Esra Şahin

“Allah`ım yol boyunca bırakma elimi düşerim sonra” dizeleri geldi hatırıma yola uzun uzun bakarken. Eskiden uzun yolculuk demek kitap bitirmek demekti de şimdi dağlara, taşlara, göğün mavisine bakmak daha cazip geliyor nedense. Yol demişken bir yerden, başka bir yere gitmek, maddede mekan değiştirmek gelmiyor artık sadece aklıma. İnsan kilometrelerce yol gider, milyonlarca nefes tüketir de olduğu yerde kalabilir eğer kalbi o yolculukta ölüyse.

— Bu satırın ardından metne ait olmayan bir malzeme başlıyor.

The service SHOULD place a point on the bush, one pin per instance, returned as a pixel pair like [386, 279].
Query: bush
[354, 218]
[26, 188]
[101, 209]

Değişik yollara gittim, daha evvel görmediğim yerler gördüm. İlk defa bir kiraz ağacı ile bu kadar uzun süre bakıştım mesela. Bir kirpi ile daha evvel olmadığım kadar yakın durdum. Uzun zamandır oturmadığım kadar kalabalık sofralara misafir oldum. Çayımın içine attığım her nane yaprağı dalından taze koparılmış, çeşmelerden içtiğim dağ suları hiç o kadar lezzetli olmamıştı. Her çeşme suyunun aynı olmadığını fark ettim. Bazı çeşmelerden akan sulara çeşme suyu denilip geçilemeyeceğini...
 
Yazılarımı yarım bırakıp sonra tamamlayamamayı deneyimledim. Sil baştan başlamanın aslında baştan başlamak olmadığını, sildiklerimizin de o yazıda payı olduğunu kabul ettim. 
 
Güleç yüzlü teyzeler gördüm, yaşlanmanın aslında zannettiğimizden çok daha zor olduğunu, yalnızlığın yaşlı teyze ve dedelerimize hiç yakışmadığını gördüm. Köye gelip kapısının önünde bir araba duran, torunlarıyla gönlünü şen eden ninelere mutlu olmakla birlikte “Ne gelen var ne giden” diye içinden geçiren teyzelerin hüznü ile mutluluğumu yarım bıraktım.
 
“İnsan bir ömür yaşlanmak için yaşamamalı sadece” diye geçirdim içimden. Kendi yaşlılığımı hayal ettim. Oturup muhabbet etme bahtiyarlığına erdiğim iki teyze ile konuşurken konu okuma bilmediklerine ve okula gidemediklerine geldi. Okumayı bilmediğim, kitap ve kalemsiz geçen bir ömrün sıkıntısını hissettim iliklerime dek. Daha evvel kendimi hiç o denli nasipli hissetmemiştim. Açtım kitabı, ben okudum onlar dinledi ve hayran hayran baktılar okuduğum kitaba. Rabbim dedim içimden, onların gönlüne de hayatı okumanın ilmini bahşetmişsindir muhakkak. Biraz su serpildi içime, ferahladım. Kitabına hayran hayran bakan bu teyzelere hayran olacakları cemalini de göster, dedim ellerimi açınca. Ben ellerimi bir tek Rabbime açınca geri çevirmeyecek biliyorum, senden başkasına el açtırma duasını daha içten ettim sonra.
 
Yeni insanlar tanıdım, bir kahve eşliğinde muhabbet edince her birisiyle ayrı telden konuştuğumuz insanlar. Herkesin kelimeleri kendi dünyasından ve dile döktükleri hayatından. Birisini tanımak istiyorsak neyi konuştuğuna, gündeminde ne olduğuna bakıyorduk değil mi? Yepyeni gündemler, başka başka hayatlara şahit oldum.
 
Ve ne olursa olsun ben yeryüzünü gezip dolaşmayı ve farklı kabilelere bölünmüş insanları tanımayı çok sevdim. Rabbim namazı emrettiğin gibi ibretle ve hikmetle seyahati de emretmişsin, yeni insanlarla tanış olmayı, birbirimizi sevip kardeş olmayı... Son söz bir dua cümlesi olsun, netice de insan olmanın dua etmekle bir ilgisi olduğuna inanan insanlarız bizler: “Rabbimiz yolları eksiltme hayatımızdan, sana çıkan dik yokuşları ömrümüzün baharı kıl, adımlarımızı senin için attır ve ömür defterimizi senin için yorulurken kapattır.” 


GENÇ'ın Yazısı.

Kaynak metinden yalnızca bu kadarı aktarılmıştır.